Bazı araçlar, günümüzün tempolu iş dünyasında şirketinizin olası aksaklıklara hazırlanmasına yardımcı olur. Beklenmedik olayların operasyonlarınız üzerindeki etkilerini belirler ve değerlendirir. Bu araçlar, kuruluşunuzun hayati varlıkları korumasına ve operasyonları sürdürmesine olanak tanır. Değişen pazar dinamikleri ve artan risk faktörleri ile iş esnekliği konusunda hayati önem arz eder.
Makalemizde kuruluşunuz için önemli bir süreç ve bu araçlardan biri olan iş etki analizini inceleyeceğiz. Bu analizin tanımını, önemini ve etkili bir şekilde nasıl uygulanacağını açıklayacağız. Ayrıca, iş etki analizi ve risk değerlendirmesi karşılaştırmasına dair pratik bilgileri de ele alacağız.
İş etki analizi (BIA - business impact analysis) kritik organizasyonel fonksiyonları belirler ve bir aksaklığın fonksiyonlar üzerindeki etkisini değerlendirir.
İş etki analizi, aksaklıkların süreçler, kaynaklar ve teknoloji üzerindeki etkilerini değerlendirir. Operasyonlarda, finansmanda veya itibardaki potansiyel kayıpları vurgular. Bu süreç, sürekliliğin sağlanması için hangi işlevlerin hayati öneme sahip olduğunun belirlenmesine yardımcı olur.

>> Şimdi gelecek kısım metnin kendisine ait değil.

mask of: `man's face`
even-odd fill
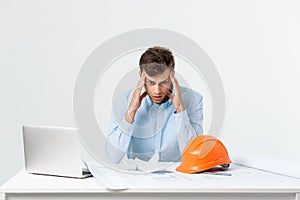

Amaç, güvenlik açıklarını ortaya çıkarmak, müdahale çabalarını önceliklendirmek ve daha hızlı toparlanma için bir plan oluşturmaktır. Güçlü bir iş etki analizi, olayları ele almak için bir yol haritası sağlayarak öngörülemeyen olaylar sırasında kayıpları en aza indirmenize yardımcı olur. Günümüzde şirketler için iş etki analizi, esneklik planlamasının temel bir parçasıdır.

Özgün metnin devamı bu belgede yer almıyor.